The government is immediately promoting the transformation of the privatization fund into a new National Investment Fund, as well as the modernization of public enterprises and organizations operating under its umbrella.
The basic provisions – as well as critical details – of the new bill to be brought to Parliament, will be presented today by Economy and Finance Minister Kostis Hatzidakis at the Cabinet meeting under the Prime Minister.
The GrowthFund is assuming a new role and, instead of controlling state-owned companies to collect profits, from 2024 it will also turn to the search and promotion of start-up or innovative private sector companies in sectors and industries critical to the Greek economy.

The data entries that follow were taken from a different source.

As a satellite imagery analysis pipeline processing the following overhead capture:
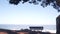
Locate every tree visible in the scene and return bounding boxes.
[9,0,60,12]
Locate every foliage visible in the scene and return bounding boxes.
[9,0,60,12]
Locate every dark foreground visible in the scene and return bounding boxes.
[0,29,56,34]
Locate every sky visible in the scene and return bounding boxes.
[0,0,59,25]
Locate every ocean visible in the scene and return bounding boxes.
[0,24,56,33]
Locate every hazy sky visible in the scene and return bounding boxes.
[0,0,58,25]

The same bill also brings changes regarding the appointment of managers in state-owned enterprises by the market, based on formal and professional qualifications, without the lengthy procedures of the AΣEP. In addition, solutions suitable for each enterprise depending on its activity will be sought. The aim is to consolidate small energy companies into the larger company model but on a smaller scale.
National fund
The bill will set out the framework for the operation of the new National Investment Fund on the model of the corresponding European funds, with a developmental orientation. What does this mean in practice? According to the information:
– The new Investment Fund will be established under the auspices of the EESYP (Hyperfund)
– The fair value valuation will be determined by an international, independent and reputable valuer
– The Greek State will be the sole shareholder and will participate in the capital by contributing “hot money” from the “cushion” of the liquid assets of the state entities (amounting to almost 40 billion euros) without the expenditure burdening the public deficit since the Ypertha Fund itself belongs to the General Government entities
– Of the approximately €1 billion, 50% will be allocated as the initial capital of the New National Investment Fund to finance development actions
– The remaining 50% (i.e. half a billion euros) will be directed to ESM loan repayments through the EFSF. And thus reduce the existing public debt
In this way, instead of the Yperat Fund merely controlling state-owned enterprises as a deposit or until the Third Memorandum loans are repaid by 2070, it will be more actively involved in the growth of the Greek economy, contributing to the country’s GDP growth that will also allow for smooth loan repayments even in times of economic shocks.